Go 1.20 Introduces Preview for Profile-Guided Optimization and Language Enhancements
Go 1.20, the latest update of the Google-developed open source language, includes a preview for profile-guided optimization (PGO) and language improvements. PGO improves performance by 3% to 4% with inlining optimization, while other optimizations are in the pipeline.

Go 1.20, the production release of the Google-created open-source language celebrated for its simplicity, concurrency, and functional programming features, has been introduced, with a preview of profile-guided optimization (PGO) for the compiler. Go 1.20 can be downloaded from the official go.dev website.

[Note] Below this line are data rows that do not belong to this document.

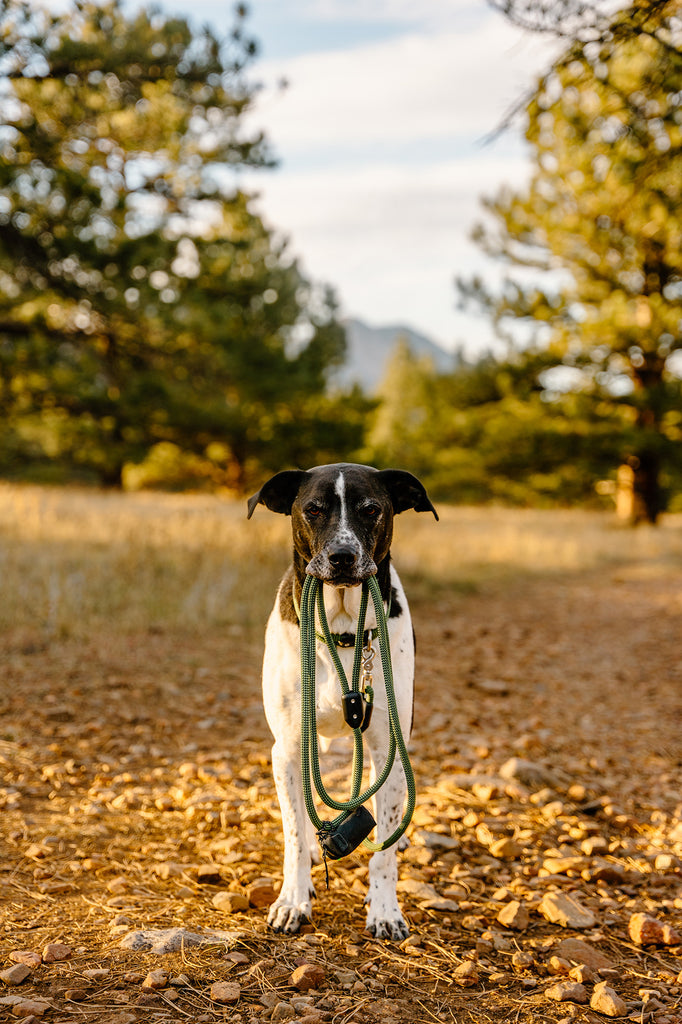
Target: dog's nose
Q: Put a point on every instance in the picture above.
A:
(342, 557)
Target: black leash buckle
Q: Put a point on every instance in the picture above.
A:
(356, 710)
(347, 836)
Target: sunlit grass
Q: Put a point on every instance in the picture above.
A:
(72, 560)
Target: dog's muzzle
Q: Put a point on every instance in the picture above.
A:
(341, 564)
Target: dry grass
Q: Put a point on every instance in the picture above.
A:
(133, 750)
(74, 559)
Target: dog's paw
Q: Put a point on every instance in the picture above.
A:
(387, 926)
(287, 915)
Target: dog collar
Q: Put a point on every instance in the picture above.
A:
(341, 639)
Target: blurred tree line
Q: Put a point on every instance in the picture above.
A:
(155, 332)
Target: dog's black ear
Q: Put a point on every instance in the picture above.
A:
(279, 493)
(406, 491)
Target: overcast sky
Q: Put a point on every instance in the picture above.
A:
(380, 139)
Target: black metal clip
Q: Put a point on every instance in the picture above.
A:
(347, 836)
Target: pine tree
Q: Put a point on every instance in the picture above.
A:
(142, 302)
(603, 216)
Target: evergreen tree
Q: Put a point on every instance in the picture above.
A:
(142, 302)
(603, 215)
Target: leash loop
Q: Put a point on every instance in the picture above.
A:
(357, 828)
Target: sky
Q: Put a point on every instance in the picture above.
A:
(380, 135)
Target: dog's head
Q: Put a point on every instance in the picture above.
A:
(342, 515)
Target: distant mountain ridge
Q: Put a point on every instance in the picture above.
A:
(370, 348)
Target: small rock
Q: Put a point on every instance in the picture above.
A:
(514, 914)
(528, 773)
(567, 991)
(173, 940)
(466, 974)
(420, 890)
(605, 1000)
(156, 980)
(262, 892)
(441, 904)
(26, 1008)
(26, 956)
(283, 1012)
(436, 841)
(168, 869)
(225, 991)
(76, 994)
(582, 952)
(209, 875)
(307, 976)
(55, 951)
(582, 973)
(505, 849)
(666, 862)
(646, 931)
(15, 975)
(565, 909)
(229, 902)
(237, 957)
(562, 865)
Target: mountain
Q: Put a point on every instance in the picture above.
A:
(370, 348)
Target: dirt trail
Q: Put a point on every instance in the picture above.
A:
(130, 762)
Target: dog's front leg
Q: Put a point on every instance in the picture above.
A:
(384, 919)
(293, 906)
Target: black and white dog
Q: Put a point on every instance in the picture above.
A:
(342, 519)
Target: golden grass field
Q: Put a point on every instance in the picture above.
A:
(72, 559)
(134, 752)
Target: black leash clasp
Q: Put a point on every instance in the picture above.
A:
(346, 837)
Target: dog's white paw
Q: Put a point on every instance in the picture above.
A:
(287, 914)
(387, 925)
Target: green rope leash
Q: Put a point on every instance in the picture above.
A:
(311, 596)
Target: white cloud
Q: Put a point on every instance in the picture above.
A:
(391, 239)
(405, 90)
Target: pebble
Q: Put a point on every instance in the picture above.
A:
(156, 980)
(229, 902)
(262, 892)
(307, 976)
(15, 975)
(466, 974)
(582, 952)
(420, 890)
(225, 991)
(647, 931)
(606, 1000)
(567, 991)
(173, 940)
(209, 875)
(283, 1012)
(514, 914)
(26, 956)
(528, 773)
(565, 909)
(55, 951)
(441, 904)
(557, 965)
(505, 849)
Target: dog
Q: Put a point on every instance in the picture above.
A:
(342, 524)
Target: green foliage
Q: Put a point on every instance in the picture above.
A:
(494, 431)
(144, 308)
(603, 217)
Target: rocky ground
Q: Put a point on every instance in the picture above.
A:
(543, 882)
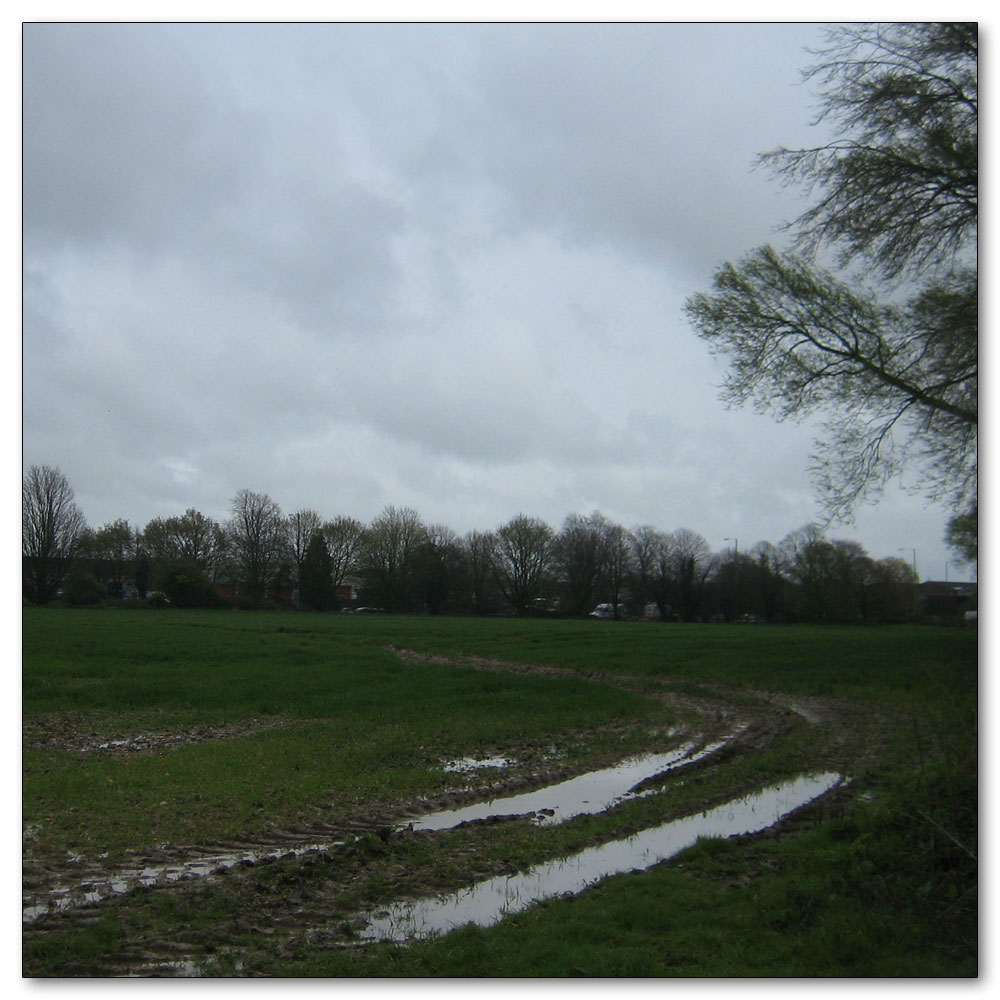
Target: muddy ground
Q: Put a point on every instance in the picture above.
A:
(303, 888)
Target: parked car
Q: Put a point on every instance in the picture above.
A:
(607, 611)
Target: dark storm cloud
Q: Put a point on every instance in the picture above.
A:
(440, 265)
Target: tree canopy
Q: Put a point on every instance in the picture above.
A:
(888, 351)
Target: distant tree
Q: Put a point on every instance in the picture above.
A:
(963, 535)
(808, 562)
(853, 573)
(51, 524)
(734, 579)
(258, 538)
(891, 357)
(81, 587)
(893, 590)
(302, 525)
(479, 548)
(767, 584)
(689, 560)
(651, 565)
(315, 576)
(192, 536)
(579, 553)
(388, 557)
(437, 570)
(617, 565)
(522, 560)
(344, 538)
(186, 584)
(113, 546)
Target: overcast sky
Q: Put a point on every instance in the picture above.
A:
(433, 265)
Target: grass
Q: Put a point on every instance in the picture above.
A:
(883, 886)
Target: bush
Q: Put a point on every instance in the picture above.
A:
(82, 588)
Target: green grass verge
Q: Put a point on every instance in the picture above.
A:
(885, 888)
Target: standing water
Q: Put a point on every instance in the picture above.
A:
(593, 792)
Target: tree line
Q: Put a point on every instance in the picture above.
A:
(262, 557)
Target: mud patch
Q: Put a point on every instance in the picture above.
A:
(488, 902)
(72, 735)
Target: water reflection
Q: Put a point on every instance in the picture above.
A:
(489, 901)
(588, 793)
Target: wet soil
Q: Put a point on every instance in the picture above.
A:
(308, 886)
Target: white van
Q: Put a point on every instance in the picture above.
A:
(607, 611)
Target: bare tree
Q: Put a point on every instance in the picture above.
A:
(344, 539)
(651, 559)
(389, 550)
(579, 555)
(479, 547)
(522, 560)
(690, 562)
(889, 355)
(302, 525)
(51, 524)
(259, 540)
(617, 562)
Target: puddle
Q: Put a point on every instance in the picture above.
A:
(94, 890)
(488, 902)
(588, 793)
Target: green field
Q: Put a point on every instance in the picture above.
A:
(251, 724)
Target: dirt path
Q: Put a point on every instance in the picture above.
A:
(298, 887)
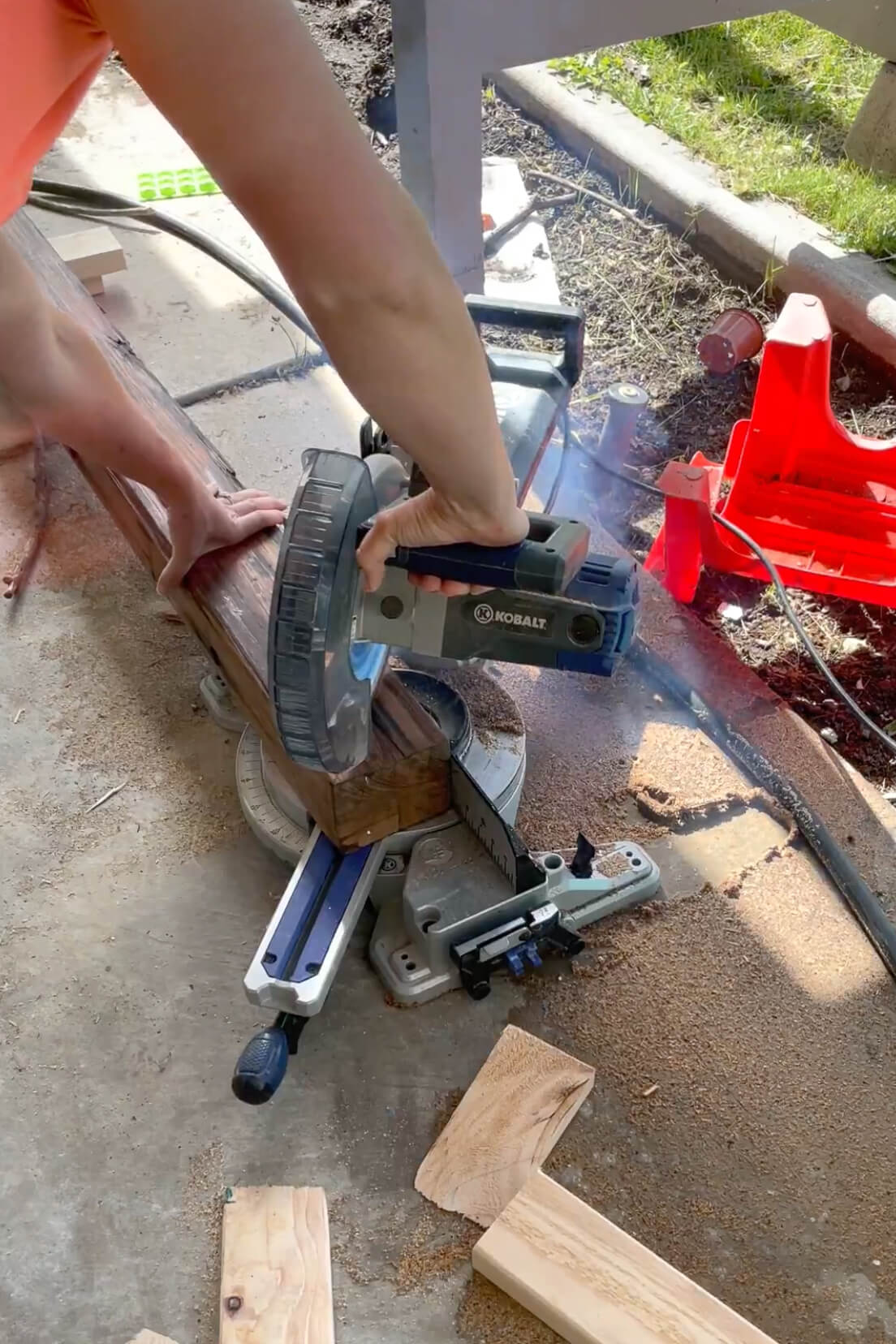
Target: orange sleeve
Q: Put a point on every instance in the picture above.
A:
(50, 51)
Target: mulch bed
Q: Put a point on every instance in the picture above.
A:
(648, 299)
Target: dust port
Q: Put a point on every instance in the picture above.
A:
(584, 629)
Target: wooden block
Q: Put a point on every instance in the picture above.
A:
(276, 1268)
(89, 254)
(226, 602)
(594, 1284)
(508, 1121)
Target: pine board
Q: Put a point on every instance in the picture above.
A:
(510, 1117)
(594, 1284)
(276, 1284)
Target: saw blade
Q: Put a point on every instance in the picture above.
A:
(321, 680)
(500, 840)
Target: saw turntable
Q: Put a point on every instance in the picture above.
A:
(459, 898)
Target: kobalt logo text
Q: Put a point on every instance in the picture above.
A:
(487, 614)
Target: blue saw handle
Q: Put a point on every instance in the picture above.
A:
(545, 562)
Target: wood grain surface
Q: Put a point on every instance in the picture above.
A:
(508, 1121)
(276, 1282)
(594, 1284)
(226, 601)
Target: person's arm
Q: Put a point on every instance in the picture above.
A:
(246, 86)
(55, 377)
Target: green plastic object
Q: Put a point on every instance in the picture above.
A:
(176, 182)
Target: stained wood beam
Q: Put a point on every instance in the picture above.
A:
(226, 600)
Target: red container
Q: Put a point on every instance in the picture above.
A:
(735, 336)
(820, 500)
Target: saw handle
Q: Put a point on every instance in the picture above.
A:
(545, 562)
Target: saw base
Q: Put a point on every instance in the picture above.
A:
(451, 891)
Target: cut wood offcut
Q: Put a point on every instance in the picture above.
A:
(276, 1282)
(90, 254)
(510, 1117)
(594, 1284)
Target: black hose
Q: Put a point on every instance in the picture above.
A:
(96, 205)
(282, 371)
(860, 898)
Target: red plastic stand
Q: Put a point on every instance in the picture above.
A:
(818, 500)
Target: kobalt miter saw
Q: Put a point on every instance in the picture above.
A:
(459, 898)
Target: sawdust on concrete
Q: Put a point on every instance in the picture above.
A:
(438, 1246)
(578, 769)
(489, 1316)
(744, 1053)
(202, 1210)
(678, 774)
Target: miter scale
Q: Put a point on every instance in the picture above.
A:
(461, 897)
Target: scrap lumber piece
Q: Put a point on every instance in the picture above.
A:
(90, 254)
(226, 601)
(594, 1284)
(276, 1282)
(508, 1121)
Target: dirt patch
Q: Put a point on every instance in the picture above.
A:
(356, 38)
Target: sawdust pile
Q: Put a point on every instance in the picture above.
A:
(678, 773)
(489, 1316)
(438, 1246)
(492, 710)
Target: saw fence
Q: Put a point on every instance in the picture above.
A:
(226, 601)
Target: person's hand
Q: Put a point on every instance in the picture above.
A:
(429, 519)
(202, 520)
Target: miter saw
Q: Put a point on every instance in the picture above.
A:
(459, 898)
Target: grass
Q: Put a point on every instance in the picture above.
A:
(770, 102)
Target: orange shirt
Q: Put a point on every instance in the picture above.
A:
(50, 51)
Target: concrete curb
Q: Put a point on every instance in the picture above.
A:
(754, 239)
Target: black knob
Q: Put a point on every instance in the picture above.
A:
(261, 1067)
(582, 863)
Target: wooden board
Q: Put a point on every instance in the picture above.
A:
(276, 1268)
(594, 1284)
(508, 1121)
(226, 601)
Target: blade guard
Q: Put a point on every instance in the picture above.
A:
(321, 683)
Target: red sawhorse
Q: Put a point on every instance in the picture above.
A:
(820, 500)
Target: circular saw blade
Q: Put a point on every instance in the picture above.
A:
(321, 680)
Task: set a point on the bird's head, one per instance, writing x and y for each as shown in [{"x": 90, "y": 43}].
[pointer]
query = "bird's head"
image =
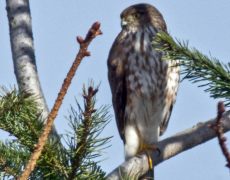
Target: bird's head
[{"x": 140, "y": 15}]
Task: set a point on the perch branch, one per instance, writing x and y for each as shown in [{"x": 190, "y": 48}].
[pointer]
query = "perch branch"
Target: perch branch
[
  {"x": 169, "y": 147},
  {"x": 218, "y": 127},
  {"x": 84, "y": 43}
]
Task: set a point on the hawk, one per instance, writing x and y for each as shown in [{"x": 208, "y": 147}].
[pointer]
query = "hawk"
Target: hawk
[{"x": 143, "y": 86}]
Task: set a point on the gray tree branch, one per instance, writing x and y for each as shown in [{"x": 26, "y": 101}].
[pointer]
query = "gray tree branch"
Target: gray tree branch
[
  {"x": 22, "y": 47},
  {"x": 170, "y": 147}
]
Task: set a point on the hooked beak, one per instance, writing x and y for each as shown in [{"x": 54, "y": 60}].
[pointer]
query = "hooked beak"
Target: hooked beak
[{"x": 123, "y": 22}]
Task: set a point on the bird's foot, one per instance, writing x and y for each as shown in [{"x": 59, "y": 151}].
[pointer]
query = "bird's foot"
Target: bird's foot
[{"x": 148, "y": 149}]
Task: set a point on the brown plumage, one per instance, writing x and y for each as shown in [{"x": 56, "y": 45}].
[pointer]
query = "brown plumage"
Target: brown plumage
[{"x": 143, "y": 85}]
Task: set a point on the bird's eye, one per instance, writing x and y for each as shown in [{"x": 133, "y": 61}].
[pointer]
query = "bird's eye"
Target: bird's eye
[{"x": 136, "y": 15}]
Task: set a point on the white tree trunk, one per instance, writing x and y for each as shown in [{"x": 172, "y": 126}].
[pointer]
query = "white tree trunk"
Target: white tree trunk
[{"x": 22, "y": 47}]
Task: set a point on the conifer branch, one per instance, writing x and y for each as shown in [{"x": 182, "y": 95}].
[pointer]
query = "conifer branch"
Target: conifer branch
[
  {"x": 197, "y": 67},
  {"x": 87, "y": 125},
  {"x": 218, "y": 128},
  {"x": 170, "y": 147},
  {"x": 84, "y": 43}
]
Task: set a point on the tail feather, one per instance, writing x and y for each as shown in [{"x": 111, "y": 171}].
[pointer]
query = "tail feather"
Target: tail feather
[{"x": 148, "y": 176}]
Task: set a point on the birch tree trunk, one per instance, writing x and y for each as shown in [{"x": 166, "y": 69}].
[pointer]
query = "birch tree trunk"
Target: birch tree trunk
[{"x": 22, "y": 47}]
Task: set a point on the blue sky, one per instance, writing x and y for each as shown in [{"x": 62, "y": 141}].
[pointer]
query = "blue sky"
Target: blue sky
[{"x": 204, "y": 23}]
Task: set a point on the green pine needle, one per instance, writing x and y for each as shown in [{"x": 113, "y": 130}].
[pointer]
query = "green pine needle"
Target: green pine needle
[{"x": 209, "y": 72}]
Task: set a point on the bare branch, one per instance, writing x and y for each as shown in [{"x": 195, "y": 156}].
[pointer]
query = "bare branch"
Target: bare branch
[
  {"x": 170, "y": 147},
  {"x": 84, "y": 43}
]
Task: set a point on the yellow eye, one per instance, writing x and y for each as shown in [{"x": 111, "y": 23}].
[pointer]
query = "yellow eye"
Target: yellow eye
[{"x": 136, "y": 15}]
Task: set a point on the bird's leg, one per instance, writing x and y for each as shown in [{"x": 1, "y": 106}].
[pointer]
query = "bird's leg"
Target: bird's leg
[{"x": 148, "y": 149}]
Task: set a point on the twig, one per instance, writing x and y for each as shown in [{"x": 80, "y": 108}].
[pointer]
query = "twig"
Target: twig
[
  {"x": 81, "y": 146},
  {"x": 218, "y": 127},
  {"x": 84, "y": 43},
  {"x": 170, "y": 147}
]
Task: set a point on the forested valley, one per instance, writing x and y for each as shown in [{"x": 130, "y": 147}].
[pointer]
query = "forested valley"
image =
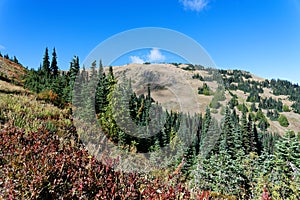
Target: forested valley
[{"x": 61, "y": 130}]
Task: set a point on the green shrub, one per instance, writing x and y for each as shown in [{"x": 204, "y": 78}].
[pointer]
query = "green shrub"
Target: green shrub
[{"x": 283, "y": 121}]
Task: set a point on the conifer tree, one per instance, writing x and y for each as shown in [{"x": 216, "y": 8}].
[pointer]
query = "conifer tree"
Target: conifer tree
[
  {"x": 46, "y": 63},
  {"x": 54, "y": 67}
]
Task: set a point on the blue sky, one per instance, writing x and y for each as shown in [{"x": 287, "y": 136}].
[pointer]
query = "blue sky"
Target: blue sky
[{"x": 260, "y": 36}]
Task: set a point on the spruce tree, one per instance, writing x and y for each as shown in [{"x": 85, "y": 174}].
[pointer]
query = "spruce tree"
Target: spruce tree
[
  {"x": 54, "y": 67},
  {"x": 46, "y": 63}
]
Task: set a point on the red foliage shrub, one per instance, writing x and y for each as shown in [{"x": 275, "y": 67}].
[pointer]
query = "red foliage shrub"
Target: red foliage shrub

With the preview of PGO in Go 1.20, the compiler toolchain can carry out application and workload-specific optimizations depending on runtime profile information. The current compiler supports pprof CPU profiles, which can be gathered using the runtime/pprof or net/http/pprof packages.
Also known as feedback-directed optimization, PGO involves feeding profile data from representative runs of the application back into the compiler for the next build of the application. By using this information, the compiler can make more informed optimization decisions. Benchmarks for a representative set of Go programs show that enabling PGO inlining optimization boosts performance by around 3% to 4%. Future releases are expected to introduce more PGO optimizations.
Along with the introduction of PGO, Go 1.20 also brings four changes to the language. Firstly, the ability to convert a slice to an array pointer, introduced in 2021's Go 1.17, now extends to conversions from a slice to an array. Secondly, the unsafe package includes three new functions: SliceData, String, and StringData. These functions offer the complete capability to construct and deconstruct slice and string values, regardless of their exact representation.
Thirdly, the specification now establishes that struct values are compared one field at a time, taking into account fields in the order they appear in the struct type definition, and stopping at the first mismatch. Fourthly, comparable types such as ordinary interfaces can satisfy comparable constraints, even if the type arguments are not strictly comparable. This enables the instantiation of a type parameter constrained by comparable constraints with a non-strictly comparable type argument, like an interface type or a composite type that contains an interface type.
In addition to these language changes, Go 1.20 comes with various other enhancements, such as supporting code coverage profiles collection for programs, including applications and integration tests. The directory $GOROOT/pkg no longer keeps precompiled package activities for the standard library, which reduces the Go distribution size and avoids C toolchain skew for cgo packages. Moreover, the implementation of go test –json has been fortified to increase robustness, while the go version -m command now reads a wider range of Go binaries, including Windows DLLs and Linux binaries without execute permission.
Go 1.20 also brings experimental support for FreeBSD on RISC-V and disables cgo by default on systems without a C toolchain. However, Go 1.20 will be the last release to support macOS 10.13 High Sierra and 10.14 Mojave, with Go 1.21 requiring macOS 10.15 Catalina or later.